Possible battle brewing between Ald. Burke, Emanuel

February 25, 2011 4:33:36 AM PST
A high-stakes political battle may be brewing between Chicago's most powerful alderman and Mayor-elect Rahm Emanuel.

The powerful 14th Ward alderman Ed Burke was honored for his public service by the Center for Disability and Elder Law Thursday night. Burke and his wife, Supreme Court Justice Ann Burke, mingled at the awards ceremony. None of his infamous security detail was in sight. It was his first public appearance since voters chose Emanuel on Tuesday.

"I wish Mayor-elect Rahm Emanuel good luck. Chicago is facing some daunting crises at this point," Burke told ABC7.

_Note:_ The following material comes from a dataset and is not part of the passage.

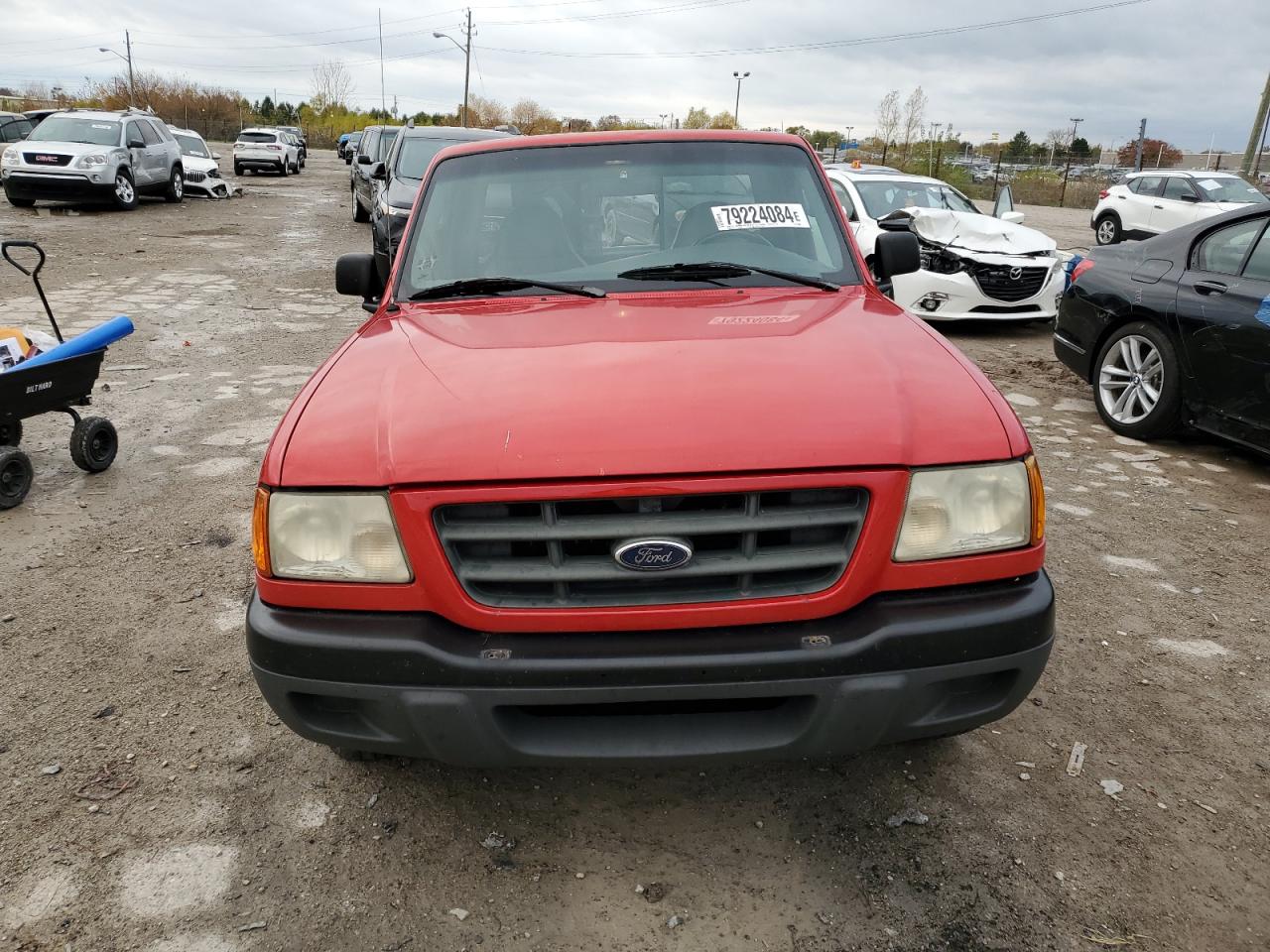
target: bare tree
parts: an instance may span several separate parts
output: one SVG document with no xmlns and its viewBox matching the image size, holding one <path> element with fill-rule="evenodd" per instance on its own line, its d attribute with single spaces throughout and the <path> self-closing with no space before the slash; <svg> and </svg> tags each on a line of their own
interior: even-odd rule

Burke is chairman of the City Council finance committee, widely considered the second most powerful position in city government after the mayor. He publicly supported Emanuel's opponent, Gery Chico, for mayor. And many believe he worked behind the scenes against Emanuel including on the legal challenge to Emanuel's residency.

Last week during a debate, Emanuel fired back at Burke, threatening to remove his security detail.

"Ed Burke has six police officers. That just can't continue," Emanuel said.

Some City Hall observers believe Emanuel may also strip Burke of the finance committee chair.

"All those things come and go. I think the media has overblown what was said," said Burke.

Emanuel made no mention of Burke Thursday as he introduced his diverse transition team.

Some political experts say the mayor-elect is free to make big changes.

"He's probably freer than most in who he owes, what he owes," said Professor Paul Green, Roosevelt University.

While he is publicly cordial, the next mayor clearly owes nothing to Ed Burke. And Emanuel seems intent on changing the city's political culture.

"The people that sent me are the voters. Very clear. They voted for reform. They voted for change and we sent that message out," said Emanuel.

The city refuses to disclose the number of officers or the cost involved in Alderman Burke's security detail. The Better Government Association has gone to court, citing the Freedom of Information Act to try to force the city to make that information available.